If you prefer to approach your manager instead of directly approaching your colleague, book a meeting with them to professionally and politely explain all of your concerns. Ensure you have accurate proof and tangible evidence before doing so.

2. Be Non-Confrontational

However, there is also nothing wrong with talking directly to the person about their drug use and how it affects work. A flexible and caring approach as opposed to a harsh one is imperative.

The idea is to remain non-confrontational and persuasive and to manage your expectations. Expecting your colleague to be defensive will help you keep your cool when and if this happens.

Presenting the facts instead of making moral judgments will be best received. Be specific about their behavior. For example, instead of saying, “You drink far too much”, you could say, “You were slurring your words last night and you were very aggressive to the taxi driver. You left your house keys somewhere in the bar and it was very worrying.”

3. Consider How You or the Company Can Help

Just like professional health workers advise someone’s friends and families, tough love for people suffering from substance abuse is sometimes the best way to help them.

Do not enable your colleague by covering up for them, lending money or allocating your colleague’s work to others.

You should reiterate that it is not a moral weakness they are suffering from, but rather an illness — and one that could have a fatal outcome. Tell them they need to seek help but that you can support them (if you are willing to do so).

Many employers prefer for their employees to seek help for addiction as opposed to hiring and training a new replacement. Therefore, it’s likely your company can help or even offer drug and alcohol treatment programs in-house.

Policies should then be implemented at your workplace to make clear what is and what is not tolerated regarding alcohol and drug addictions at work.

To ensure employees with substance abuse problems have access to the help they require, employers are encouraged to offer comprehensive health plans that cover treatment for such disorders.

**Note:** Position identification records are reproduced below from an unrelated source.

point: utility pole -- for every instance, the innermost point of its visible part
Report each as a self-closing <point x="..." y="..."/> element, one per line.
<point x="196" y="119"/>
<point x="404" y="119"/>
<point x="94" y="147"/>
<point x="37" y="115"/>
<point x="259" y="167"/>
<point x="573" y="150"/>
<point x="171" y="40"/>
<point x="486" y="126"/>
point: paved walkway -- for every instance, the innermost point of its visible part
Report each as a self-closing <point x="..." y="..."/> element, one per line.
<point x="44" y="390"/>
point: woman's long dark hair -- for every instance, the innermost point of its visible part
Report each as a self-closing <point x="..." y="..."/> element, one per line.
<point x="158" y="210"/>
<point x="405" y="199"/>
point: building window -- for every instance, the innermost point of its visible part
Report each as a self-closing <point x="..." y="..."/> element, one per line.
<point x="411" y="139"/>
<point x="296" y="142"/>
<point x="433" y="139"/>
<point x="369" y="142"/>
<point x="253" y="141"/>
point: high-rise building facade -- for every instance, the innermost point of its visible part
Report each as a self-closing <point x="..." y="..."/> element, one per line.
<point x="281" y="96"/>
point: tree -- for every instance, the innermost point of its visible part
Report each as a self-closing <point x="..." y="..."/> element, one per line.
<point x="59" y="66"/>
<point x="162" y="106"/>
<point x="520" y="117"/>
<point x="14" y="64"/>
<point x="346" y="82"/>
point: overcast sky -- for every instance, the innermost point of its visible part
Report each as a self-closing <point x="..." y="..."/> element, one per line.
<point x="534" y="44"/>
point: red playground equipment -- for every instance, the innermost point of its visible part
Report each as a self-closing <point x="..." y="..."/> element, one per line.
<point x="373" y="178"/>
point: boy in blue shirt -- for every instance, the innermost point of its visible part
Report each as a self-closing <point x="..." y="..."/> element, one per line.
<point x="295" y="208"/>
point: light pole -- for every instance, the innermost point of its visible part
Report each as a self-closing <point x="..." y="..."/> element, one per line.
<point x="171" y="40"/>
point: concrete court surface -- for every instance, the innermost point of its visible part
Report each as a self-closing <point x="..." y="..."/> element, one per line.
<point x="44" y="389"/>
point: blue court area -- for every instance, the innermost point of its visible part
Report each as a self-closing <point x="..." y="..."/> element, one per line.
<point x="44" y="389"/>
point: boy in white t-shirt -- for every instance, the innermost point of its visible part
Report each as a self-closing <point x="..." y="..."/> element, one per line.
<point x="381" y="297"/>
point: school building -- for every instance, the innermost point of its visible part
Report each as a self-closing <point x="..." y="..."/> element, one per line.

These plans should cover all steps of the treatment program, including counseling, outpatient care, education and initial treatment.

4. What About Outside Help?

Alternatively, why not suggest an AA (Alcoholics Anonymous) meeting or a SMART Recovery program? These are entirely independent of any other organization, meaning your employer — and your colleague — may feel safer on a route to sobriety that is entirely removed from the office.

The 12 Steps in AA have proven to actually help addicts recover and live a life free of substance abuse time and time again. However, if your colleague is more inclined to follow a scientific recovery program, SMART is exceptionally self-empowering and is also a worldwide community.

Regardless of the entry point to finding help, your colleague could take a lot from group support meetings. Addicts are able to educate themselves on how to deal with any underlying emotional or psychological issues without resorting to the bottle.

They are also introduced to new, authentic friends and as a byproduct of this are encouraged to emancipate themselves from unhealthy, enabling relationships and social groups.

5. What to Do If You’re Wrong

If you are mistaken, you may feel some embarrassment, but it will not be the end of the world. As long as you handled it correctly, with professionalism and discretion, and it came from a genuine motive, there is no reason why it cannot be forgotten and moved on from. There likely won’t be any significant consequences from the event.

Why It’s Important to Speak Up

10 to 20 percent of American workers who die at work test positive for the presence of alcohol or drugs. If you suspect a colleague has developed an addiction for either alcohol or drugs, it is your responsibility to speak to your coworker or your manager.

Saying or doing nothing will allow the problem to worsen. It will affect your relationship with them and your productivity, too.

Furthermore, it could endanger lives. While it can be awkward to step forward and express your concerns, if your suspicions were correct, it benefits everyone in the end.